For certificate registration you must generate the Apache CSR.
Step 1. You need OpenSSL to generate the Apache CSR and install the certificate. If this program is not installed on your server, you have do it.
Step 2. You have to create a Private Key also, it is called RSA key for Apache web server. You can do it in the correspondent directory:
where ssl.key – key directory by default.
If you use a different path, then navigate to the directory where you stored private keys.
Step 3. To create the Private Key file, type the following command:
openssl genrsa -des3 -out yourdomain.key 2048
In this step you will be prompted to enter a password to access the key. This password you will have to enter each time you start the web server. Don’t forget the password because if you lose the access to the Private Key you have to order a new certificate.
You can also use the Private Key without encryption, if you do not want to enter your password each time you start the web server, but it may affect the security of the data:
openssl genrsa -out yourdomain.key 2048
We recommend to use the name of your domain as the name of the Private Key. This will be especially useful if you have multiple domains with certificates.
Step 4. To generate the CSR request using RSA key type the command:
openssl req -new -key yourdomain.key -out yourdomain.csr
If on Step 3 You choosed key file generating with a password, you have to enter it to generate the CSR.
Step 5. To generate the CSR request, you have to fill the following fields: (use only Latin and do not use: < > ~ ! @ # $ % ^ * / \ ( ) ? . , &):
Common Name Organization Organization Unit City or Locality State or Province Country
Common Name – this is the full name of your website without a protocol.Eg., www.unihost.com or unihost.com. Almost all certificates (except EV SSL) protect both variants of writing the domain name by default.
Organization – the name of the organization according to the Charter of the organization. As a rule, this field is necessary for the validation of the organization. If you order a certificate with domain validation, you may type the domain name in this field.

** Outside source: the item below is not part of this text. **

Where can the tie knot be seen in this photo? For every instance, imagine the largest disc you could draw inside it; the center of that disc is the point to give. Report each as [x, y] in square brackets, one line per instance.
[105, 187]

Organization Unit – the Department name. Eg., it is enough to specify “IT”.
City or Locality -the name of city or locality where your organization or private person is registered.
State or Province – the name of state or province where your organization/private person is registered. If there is none, you can enter oce more the city name.
Country – the country name, type it as an ISO code, for example, GB – Greate Britain, US – USA etc.
We also recommend to specify the e-mail address relevant to the domain (located on a domain or is the administrative), and accessable for you. The email with a link to confirm the certificate will be sent later to this address. You have to follow the link to activate the domain verification and certificate registration.
Leave the password field empty (press Enter).
To check the CSR code use the following command:
openssl req -noout -text -in yourdomain.csr
Step 7. Copy the CSR request including tags BEGIN и END (in a field in the order form on our website).
Do not forget to save the Private Key copy! If you lose this file, you will have to odred the certificate again.
To view the contents of your Private Key use the command:
openssl rsa -noout -text -in yourdomain.key
The Private Key must start from —–BEGIN RSA PRIVATE KEY—– tag and end with и —–END RSA PRIVATE KEY—– tag.